After George Floyd's death May 25 after a Minneapolis police officer knelt on his neck, New York State and city legislators banned the practice in a suite of reforms to promote transparency, accountability and restraints on police, the news service noted.
The latest lawsuit filed in Manhattan Supreme Court attacks the city’s chokehold ban signed by Mayor Bill de Blasio July 15 as “unconstitutionally vague,” the news service reported.
“An ordinary police officer will be unable to discern whether many ordinary activities taken in the course of the apprehension and arrest of a suspect violate the statute,” lawyer Anthony Cole writes in the complaint.
The law does not require prosecutors to prove intent or injury.
“This punitive municipal law threatens police officers with fines and imprisonment for doing their jobs in good faith with no intent to harm a suspect, nor even any requirement that a suspect suffer injury,” the complaint states.
Asking a state judge to block the law, the unions allege four violations of the New York Constitution.

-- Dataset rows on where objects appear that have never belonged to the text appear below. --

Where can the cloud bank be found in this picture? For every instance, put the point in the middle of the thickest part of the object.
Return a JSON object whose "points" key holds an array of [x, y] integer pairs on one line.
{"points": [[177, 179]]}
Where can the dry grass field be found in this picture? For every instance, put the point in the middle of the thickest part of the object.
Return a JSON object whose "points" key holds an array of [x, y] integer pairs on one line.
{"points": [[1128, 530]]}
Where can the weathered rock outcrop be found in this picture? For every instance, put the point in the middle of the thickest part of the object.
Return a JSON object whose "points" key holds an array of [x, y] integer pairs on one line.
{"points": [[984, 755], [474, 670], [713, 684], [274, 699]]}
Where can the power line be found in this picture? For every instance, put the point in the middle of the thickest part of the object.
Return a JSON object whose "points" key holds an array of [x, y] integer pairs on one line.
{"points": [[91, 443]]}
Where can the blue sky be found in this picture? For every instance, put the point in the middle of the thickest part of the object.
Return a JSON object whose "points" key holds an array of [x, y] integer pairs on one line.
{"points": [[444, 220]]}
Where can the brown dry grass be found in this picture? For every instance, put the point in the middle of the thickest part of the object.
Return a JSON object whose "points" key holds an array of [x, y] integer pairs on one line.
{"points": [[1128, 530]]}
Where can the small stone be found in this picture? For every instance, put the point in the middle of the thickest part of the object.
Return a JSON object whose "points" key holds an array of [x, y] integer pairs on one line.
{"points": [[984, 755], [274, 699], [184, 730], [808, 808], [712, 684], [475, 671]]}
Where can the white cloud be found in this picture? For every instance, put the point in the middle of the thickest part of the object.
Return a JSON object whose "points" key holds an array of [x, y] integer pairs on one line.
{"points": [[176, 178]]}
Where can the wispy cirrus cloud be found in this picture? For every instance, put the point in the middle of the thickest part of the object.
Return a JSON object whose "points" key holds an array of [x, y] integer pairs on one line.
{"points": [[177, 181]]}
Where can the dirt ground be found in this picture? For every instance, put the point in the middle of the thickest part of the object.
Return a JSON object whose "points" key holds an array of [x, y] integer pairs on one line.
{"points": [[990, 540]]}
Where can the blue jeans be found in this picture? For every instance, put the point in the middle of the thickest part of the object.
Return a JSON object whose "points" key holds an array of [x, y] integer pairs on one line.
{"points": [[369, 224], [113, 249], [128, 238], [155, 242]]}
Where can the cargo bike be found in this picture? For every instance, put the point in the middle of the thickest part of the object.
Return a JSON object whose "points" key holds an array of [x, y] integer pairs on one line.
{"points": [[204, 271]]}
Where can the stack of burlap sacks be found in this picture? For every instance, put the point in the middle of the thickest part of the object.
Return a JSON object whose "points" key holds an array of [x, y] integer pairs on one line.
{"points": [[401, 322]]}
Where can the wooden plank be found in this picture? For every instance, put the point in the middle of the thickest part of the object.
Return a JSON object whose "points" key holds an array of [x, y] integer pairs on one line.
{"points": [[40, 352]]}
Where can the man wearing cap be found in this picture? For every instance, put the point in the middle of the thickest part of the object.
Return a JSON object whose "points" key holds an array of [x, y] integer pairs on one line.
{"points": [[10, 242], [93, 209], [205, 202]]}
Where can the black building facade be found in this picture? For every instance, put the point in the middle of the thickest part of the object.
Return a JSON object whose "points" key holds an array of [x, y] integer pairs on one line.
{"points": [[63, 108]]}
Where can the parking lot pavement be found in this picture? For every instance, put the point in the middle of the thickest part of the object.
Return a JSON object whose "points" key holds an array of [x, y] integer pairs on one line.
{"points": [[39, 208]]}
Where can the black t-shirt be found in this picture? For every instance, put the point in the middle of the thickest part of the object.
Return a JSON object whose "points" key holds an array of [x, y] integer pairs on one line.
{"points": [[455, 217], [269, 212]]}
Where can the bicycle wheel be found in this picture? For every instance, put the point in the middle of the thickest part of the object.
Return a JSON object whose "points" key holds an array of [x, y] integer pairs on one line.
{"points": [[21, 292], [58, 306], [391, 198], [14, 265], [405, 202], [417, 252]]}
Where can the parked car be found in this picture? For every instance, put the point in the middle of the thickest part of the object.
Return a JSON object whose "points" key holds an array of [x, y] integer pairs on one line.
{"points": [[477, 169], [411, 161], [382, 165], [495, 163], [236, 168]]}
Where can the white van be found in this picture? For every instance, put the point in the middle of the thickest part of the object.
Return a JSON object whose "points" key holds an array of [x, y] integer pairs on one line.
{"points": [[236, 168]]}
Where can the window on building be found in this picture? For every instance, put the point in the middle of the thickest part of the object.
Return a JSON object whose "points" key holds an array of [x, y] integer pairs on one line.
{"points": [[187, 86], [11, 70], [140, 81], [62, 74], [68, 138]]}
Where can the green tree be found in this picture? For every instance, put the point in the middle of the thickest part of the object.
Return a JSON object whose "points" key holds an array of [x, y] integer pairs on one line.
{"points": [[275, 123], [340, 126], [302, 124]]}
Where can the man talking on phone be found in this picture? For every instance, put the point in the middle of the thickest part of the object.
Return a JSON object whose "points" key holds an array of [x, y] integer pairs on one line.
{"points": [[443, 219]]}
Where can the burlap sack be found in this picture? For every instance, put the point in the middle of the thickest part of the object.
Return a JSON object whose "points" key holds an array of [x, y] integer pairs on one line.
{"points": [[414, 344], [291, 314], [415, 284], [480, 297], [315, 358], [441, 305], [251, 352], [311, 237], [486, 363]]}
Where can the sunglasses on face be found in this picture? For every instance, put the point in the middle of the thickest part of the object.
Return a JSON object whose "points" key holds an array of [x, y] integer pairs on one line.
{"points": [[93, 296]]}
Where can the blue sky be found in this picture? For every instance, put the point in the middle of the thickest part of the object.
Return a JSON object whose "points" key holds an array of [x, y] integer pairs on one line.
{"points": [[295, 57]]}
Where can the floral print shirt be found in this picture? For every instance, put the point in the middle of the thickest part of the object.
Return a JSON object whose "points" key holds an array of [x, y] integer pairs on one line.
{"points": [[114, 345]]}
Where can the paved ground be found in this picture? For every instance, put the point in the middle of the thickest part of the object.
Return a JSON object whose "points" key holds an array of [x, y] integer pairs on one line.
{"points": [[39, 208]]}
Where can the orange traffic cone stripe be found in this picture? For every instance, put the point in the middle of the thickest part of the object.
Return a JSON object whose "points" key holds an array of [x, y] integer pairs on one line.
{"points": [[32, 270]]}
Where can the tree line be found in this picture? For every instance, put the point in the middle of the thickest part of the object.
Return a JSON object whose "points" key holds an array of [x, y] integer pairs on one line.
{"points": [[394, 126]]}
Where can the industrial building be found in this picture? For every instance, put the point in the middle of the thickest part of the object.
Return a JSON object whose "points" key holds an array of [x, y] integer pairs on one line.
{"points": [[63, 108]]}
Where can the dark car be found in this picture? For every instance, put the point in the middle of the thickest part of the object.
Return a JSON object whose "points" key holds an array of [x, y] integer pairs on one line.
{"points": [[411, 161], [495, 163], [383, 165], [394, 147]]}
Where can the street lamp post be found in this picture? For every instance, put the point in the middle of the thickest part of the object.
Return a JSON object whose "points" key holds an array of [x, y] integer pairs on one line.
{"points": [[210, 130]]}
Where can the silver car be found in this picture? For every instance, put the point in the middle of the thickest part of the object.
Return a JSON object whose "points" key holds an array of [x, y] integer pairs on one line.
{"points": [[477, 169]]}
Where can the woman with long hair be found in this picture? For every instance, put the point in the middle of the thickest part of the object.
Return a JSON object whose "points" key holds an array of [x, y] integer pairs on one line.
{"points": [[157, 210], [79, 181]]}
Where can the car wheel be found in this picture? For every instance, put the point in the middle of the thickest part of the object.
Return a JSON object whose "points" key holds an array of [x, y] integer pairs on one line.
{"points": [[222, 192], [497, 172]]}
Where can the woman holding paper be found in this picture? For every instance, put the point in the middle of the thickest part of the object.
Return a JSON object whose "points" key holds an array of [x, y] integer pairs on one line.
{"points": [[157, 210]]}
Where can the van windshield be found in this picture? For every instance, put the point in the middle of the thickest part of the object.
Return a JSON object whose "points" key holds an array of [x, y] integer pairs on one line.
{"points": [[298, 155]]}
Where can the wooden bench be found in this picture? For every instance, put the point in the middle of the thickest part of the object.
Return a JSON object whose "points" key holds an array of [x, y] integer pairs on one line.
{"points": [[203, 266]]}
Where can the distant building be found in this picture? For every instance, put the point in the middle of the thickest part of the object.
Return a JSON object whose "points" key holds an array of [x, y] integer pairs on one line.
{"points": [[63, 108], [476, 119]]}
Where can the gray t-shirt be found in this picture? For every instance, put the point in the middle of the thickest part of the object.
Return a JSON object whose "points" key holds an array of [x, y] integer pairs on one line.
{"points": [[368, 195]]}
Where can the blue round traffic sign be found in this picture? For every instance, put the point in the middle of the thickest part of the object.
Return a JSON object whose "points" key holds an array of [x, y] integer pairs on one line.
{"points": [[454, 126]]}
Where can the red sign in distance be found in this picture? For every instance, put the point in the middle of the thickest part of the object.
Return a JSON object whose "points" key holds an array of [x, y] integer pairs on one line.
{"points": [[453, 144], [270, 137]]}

The New York City Law Department’s spokesman Nick Paolucci said it’s “reviewing the complaint,” the news outlet reported.
The city lawmaker who sponsored the bill defended the reform Thursday.
“Today’s lawsuit challenging the City’s new chokehold law was filed by a rogue’s gallery of police unions who have for decades bitterly fought criminal justice reform, but their legal arguments fall flat and I am more confident than ever that the law will be upheld in its entirety,” City Councilman Rory Lancman said in a statement.